In the poll, respondents were asked whether they view China or Trump-led America as more dependable, and the response was clear: the world no longer feels it can rely on the U.S.

Perhaps the most telling numbers came out of Canada, where a whopping 57 percent of Canadians say China is more dependable, while just 23 percent say the U.S. Long America’s biggest trade partner and closest ally, in a follow-up question, 48 percent of Canadians also say their country can and should build closer ties to China.

And as Politico points out, respondents agree that this shift “is driven by Trump’s disruption, not by a newfound stability in China.”

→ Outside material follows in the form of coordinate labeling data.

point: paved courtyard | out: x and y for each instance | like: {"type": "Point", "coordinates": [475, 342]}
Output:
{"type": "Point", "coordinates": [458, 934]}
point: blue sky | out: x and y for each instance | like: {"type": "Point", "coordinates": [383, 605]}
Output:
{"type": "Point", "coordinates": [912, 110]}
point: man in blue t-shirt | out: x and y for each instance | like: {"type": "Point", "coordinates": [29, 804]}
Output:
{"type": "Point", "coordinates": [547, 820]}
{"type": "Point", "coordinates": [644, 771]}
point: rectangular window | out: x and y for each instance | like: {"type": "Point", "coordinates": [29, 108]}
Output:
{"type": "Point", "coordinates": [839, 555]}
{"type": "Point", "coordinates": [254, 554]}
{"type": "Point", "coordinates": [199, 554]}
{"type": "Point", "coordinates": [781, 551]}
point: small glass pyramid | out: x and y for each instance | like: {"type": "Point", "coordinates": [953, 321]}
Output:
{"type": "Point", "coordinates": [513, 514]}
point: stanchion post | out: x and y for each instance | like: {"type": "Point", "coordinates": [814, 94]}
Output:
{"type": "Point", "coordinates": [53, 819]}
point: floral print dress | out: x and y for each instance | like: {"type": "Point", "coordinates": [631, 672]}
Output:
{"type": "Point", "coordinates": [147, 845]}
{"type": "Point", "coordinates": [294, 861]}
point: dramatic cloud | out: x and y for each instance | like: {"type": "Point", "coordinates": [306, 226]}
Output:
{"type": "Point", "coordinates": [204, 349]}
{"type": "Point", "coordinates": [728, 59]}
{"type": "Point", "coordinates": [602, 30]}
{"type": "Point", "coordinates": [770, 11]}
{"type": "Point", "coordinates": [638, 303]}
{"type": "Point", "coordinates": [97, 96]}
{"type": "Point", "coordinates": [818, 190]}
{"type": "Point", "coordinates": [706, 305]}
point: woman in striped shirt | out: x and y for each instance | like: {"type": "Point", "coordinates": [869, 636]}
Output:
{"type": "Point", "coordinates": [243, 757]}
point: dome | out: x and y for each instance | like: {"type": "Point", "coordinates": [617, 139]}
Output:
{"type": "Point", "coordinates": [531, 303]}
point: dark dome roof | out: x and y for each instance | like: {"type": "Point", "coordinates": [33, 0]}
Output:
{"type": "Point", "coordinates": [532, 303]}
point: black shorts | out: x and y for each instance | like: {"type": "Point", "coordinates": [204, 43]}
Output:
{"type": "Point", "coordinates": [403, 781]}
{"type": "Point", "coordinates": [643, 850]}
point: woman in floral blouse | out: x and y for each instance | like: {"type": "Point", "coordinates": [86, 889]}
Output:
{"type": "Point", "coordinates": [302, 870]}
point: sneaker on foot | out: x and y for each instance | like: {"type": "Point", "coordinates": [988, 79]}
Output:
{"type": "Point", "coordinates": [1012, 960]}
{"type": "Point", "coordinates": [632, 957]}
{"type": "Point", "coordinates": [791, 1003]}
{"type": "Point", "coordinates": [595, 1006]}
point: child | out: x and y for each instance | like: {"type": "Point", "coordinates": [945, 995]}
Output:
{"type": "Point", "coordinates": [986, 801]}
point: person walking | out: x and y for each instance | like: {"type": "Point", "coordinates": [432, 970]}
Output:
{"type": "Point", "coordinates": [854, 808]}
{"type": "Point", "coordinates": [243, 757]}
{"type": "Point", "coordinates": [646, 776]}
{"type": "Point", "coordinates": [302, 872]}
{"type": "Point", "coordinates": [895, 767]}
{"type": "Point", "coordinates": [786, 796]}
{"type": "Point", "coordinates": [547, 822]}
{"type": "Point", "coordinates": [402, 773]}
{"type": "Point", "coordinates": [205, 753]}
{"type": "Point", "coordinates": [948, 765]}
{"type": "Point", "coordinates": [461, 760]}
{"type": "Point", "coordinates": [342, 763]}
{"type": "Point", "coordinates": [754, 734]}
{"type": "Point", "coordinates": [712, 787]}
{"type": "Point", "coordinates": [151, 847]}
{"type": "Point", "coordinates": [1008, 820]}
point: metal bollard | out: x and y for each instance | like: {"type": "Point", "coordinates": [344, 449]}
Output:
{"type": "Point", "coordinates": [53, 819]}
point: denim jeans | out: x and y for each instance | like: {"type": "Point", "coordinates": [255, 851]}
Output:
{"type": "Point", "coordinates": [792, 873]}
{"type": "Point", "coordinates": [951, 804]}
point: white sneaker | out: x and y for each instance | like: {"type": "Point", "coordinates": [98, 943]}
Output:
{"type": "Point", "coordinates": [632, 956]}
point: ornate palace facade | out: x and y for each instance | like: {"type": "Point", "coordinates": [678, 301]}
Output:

Again, Canada is a prime example. Since retaking office, Trump has leveled tariffs at America’s northern neighbor, complained about previously uncontroversial border infrastructure projects, and threatened to make Canada “the fifty-first state.” As a result, Canadians have boycotted American products while Ottawa has sought to strengthen previously strained ties with China.

For many, another major strike against the U.S. has been not only its overt antagonism toward the rest of the world, but its withdrawal of aid and from collaborative programs like the World Health Organization and the United Nations Human Rights Council. China, on the other hand, has begun stepping in to fill the void left by American actions.

Hauge pointed out an example of this: China’s donation of thousands of solar power systems to Cuba in response to the severe power outages caused by the oil embargo imposed on the island by the U.S.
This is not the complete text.